The Meaning of Pyung Ahn

 

 

The Meaning of Pyung Ahn

The term Pyung Ahn encompasses the underlying philosophy of our art. It is written in Chinese characters and can have several different meanings but the one I prefer is “peace and security”.

 

“In Tang Soo Do , our goal is really to learn the meaning of Pyung Ahn” – (Master Hwang Hyun Chul) .

 

The first character shows a scale with the weight balanced evenly on both sides. Because it is perfectly balanced it can be considered to be calm and peaceful.

Pyung Symbol

The second character needs to be looked at in two parts. The top looks like a roof which provides shelter and security. Underneath the roof appears to be a parent hugging a child. This represents comfort, security and confidence. It is akin to the phrase “an Englishman’s home is his castle”. So the phrase can also mean “calm and confident”.

Second Pyung Ahn Symbol

We must learn to be balanced both mentally and physically.

We should try to avoid boastful or aggressive behaviour and control our tempers. During a grading test the examiner will look for Pyung Ahn in your movement and mental discipline.

 

In GrandMaster Hwang Kee’s 1978 book we find the following passage on page 372 – “by completely mastering the pyong ahn forms one can develop a feeling of pyong ahn in your mind and body regardless of the situation. This feeling is attained because of the self defence ability developed by practising the pyong ahn forms.”

 

We have here a blueprint for attaining our goal from the founder of the Moo Duk Kwan. It is clear that we must train in all aspects of the Pyung Ahn forms. From the pursuit of perfect technique and form to the relentless practise of the self defence applications.

 

“In summary, to study forms one must be concerned with the application and meaning behind each movement and technique, both offensive and defensive “ – GrandMaster Hwang Kee.

 

Along the way we should try to develop a calm and confident manner when dealing with others on a daily basis.
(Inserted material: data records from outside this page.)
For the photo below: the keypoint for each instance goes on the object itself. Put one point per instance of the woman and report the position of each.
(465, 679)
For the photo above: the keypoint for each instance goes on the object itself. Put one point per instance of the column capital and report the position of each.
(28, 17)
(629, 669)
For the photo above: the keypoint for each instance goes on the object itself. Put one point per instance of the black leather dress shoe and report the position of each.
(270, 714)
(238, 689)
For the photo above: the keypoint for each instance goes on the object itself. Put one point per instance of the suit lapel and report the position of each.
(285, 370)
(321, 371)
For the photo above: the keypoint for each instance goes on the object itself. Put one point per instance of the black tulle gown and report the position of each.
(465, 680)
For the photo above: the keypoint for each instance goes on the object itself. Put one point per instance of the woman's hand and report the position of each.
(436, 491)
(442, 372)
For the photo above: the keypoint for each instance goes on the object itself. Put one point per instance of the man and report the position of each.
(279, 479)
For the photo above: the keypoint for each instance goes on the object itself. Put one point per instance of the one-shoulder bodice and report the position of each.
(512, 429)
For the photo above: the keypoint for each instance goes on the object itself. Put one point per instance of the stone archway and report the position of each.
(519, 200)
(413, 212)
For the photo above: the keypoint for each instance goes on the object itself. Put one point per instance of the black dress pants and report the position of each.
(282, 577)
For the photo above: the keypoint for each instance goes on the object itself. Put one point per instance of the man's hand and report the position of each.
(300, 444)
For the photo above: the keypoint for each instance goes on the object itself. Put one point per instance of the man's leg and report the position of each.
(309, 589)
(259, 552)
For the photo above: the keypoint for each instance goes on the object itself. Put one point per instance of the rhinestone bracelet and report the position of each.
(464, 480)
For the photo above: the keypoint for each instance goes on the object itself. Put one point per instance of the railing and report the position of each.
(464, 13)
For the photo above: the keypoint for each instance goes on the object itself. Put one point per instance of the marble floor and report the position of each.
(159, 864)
Ultimately, our aim should be to achieve victory without combat but should it be absolutely necessary to engage in physical conflict we must protect the security of ourselves and family.

 

We should also understand the philosophy of the Moo Duk Kwan.

The symbol for Moo appears to resemble a sword which means military or martial but more importantly there is another radical striking through it meaning “stop”. Therefore, the philosophy is that of preventing conflict. Duk means ethics or morals which are bound in our five basic principles. Kwan refers to our school and family.

1. Loyalty to Queen & Country

2. Obedience to parents & elders

3. Respect to Instructors & seniors

4. Self Control

5. Never misuse Tang Soo Do

Moo Duk Kwan Symbol

Most of you will know that the term “Tang Soo Do” means “ Chinese hand Way ”. It reflects the shared cultural heritage between China and Korea . Our art even transcends self defence and we should strive to unite mind, body and spirit. As well as striving to avoid conflict with all around us we must also seek inner peace within ourselves.

Harsh physical training is only one side of the coin, the other, sometimes much harder to achieve, is the pursuit of personal character development. The five basic principles shown above are taken from the teachings of a Buddhist monk many centuries ago.

 

I believe in the warrior-scholar. One who continually wants to delve deeper and learn more. I would expect a Tang Soo Do practitioner who reaches a certain level of expertise in Kup So ( vital point strikes ) to also seek ways to alleviate pain. This would bring them back into balance according to the principles of Um/Yang.

 

The “Do” in Tang Soo is very important. It literally means “the way”.

This concept is thousands of years old and steeped in oriental philosophy. In China it was known as Taoism and it’s principles included being one with nature, cultivating the character and breathing exercises to promote health and well being.

 

Other doctrines include the teachings of Confuscius (551-479 BC) which can clearly be seen in the 5 Basic Principles and the philosophy of the Moo Duk Kwan. Although we have the “Do” of Taoism; the “Virtues” of Confucianism and the “Conduct” of Buddhism these distinct doctrines sit quite happily with Tang Soo Do and are by no means mutually exclusive.

 

The term “Ho Sin Sul” literally means personal protection or what we refer to as Self Defence. All of the forms we practise should be fully understood. Simply put, no one movement is meaningless but always remember it is as important to train the mind as well as the body.

It is an all encompassing philosophy. For example we would not train for Ho Sin Sul and then defeat our body through the use of drugs, tobacco or alcohol.

 

Try to have a balance from the stresses of everyday life. Meditate for just 15 minutes or take a short walk to appreciate the countryside.

Ho Sin Sul includes the philosophy of Um & Yang . We must seek a balance in self defence as well as in daily life. If the attack is straight then defend circular and vice versa. If you are pushed or the attack is too strong then yield. In a short time these energies will reverse.